Derivation of Principle of Extreme Physical Information

TL;DR

This paper derives the principle of Extreme Physical Information (EPI) using information theory and axioms, providing a method to determine unknown source effects in physical systems.

Contribution

It introduces a derivation of EPI based on Hardy's axioms and Fisher information, linking source effects to an extremum principle.

Findings

EPI is derived as a minimum of the difference between intrinsic and observed information.

The extremum condition leads to a differential equation for the source amplitude law q(x).

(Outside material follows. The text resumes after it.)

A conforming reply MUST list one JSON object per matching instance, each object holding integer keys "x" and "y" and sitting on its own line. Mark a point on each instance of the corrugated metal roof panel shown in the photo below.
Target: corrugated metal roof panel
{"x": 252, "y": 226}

The derivation connects information theory with physical principles through variational methods.

Abstract

The unknown amplitude law q(x) defining an observed effect may be found using the principle of Extreme Physical Information. EPI is derived as follows. The observations follow an information flow J --> I, with J the information intrinsic to the source and I the Fisher information level in its data, obeying (i) I=4 Integral dx q' -squared. Here q'= dq/dx and p(x) = q(x)-squared is the probability. It was previously shown, using L. Hardy's 5 axioms defining physics, that I = max. Therefore, its variation (ii) delta I = 0. Note that I is generic, obeying (i) for all source effects, whereas J is specific to the particular effect. Hence, rather than having form (i), J obeys (iii) J = Integral dx j[q(x),s(x)] with j some function of its arguments and s(x) a known source, such as of mass, biological fitness, etc. Information I decreases under any irreversible operation such as measurement, so that I l.e. J or, equivalently, I = kJ where 0 l.e. k l.e. 1. Then the variation delta I = k delta J so that property (ii) gives (iv) delta J = 0 as well. Then combining (ii) and (iv), delta(I - J) = 0. Or, I - J = L = extremum. What kind of extremum? Eqs. (i) and (iii) give (v) L=4q'^2 - j[q(x),s(x)]. Differentiating (v), (d^2 L )/(dq'^2) = +8. Then by the Legendre condition the extremum is a minimum. The unknown source effect obeys (vi) I - J= minimum, EPI.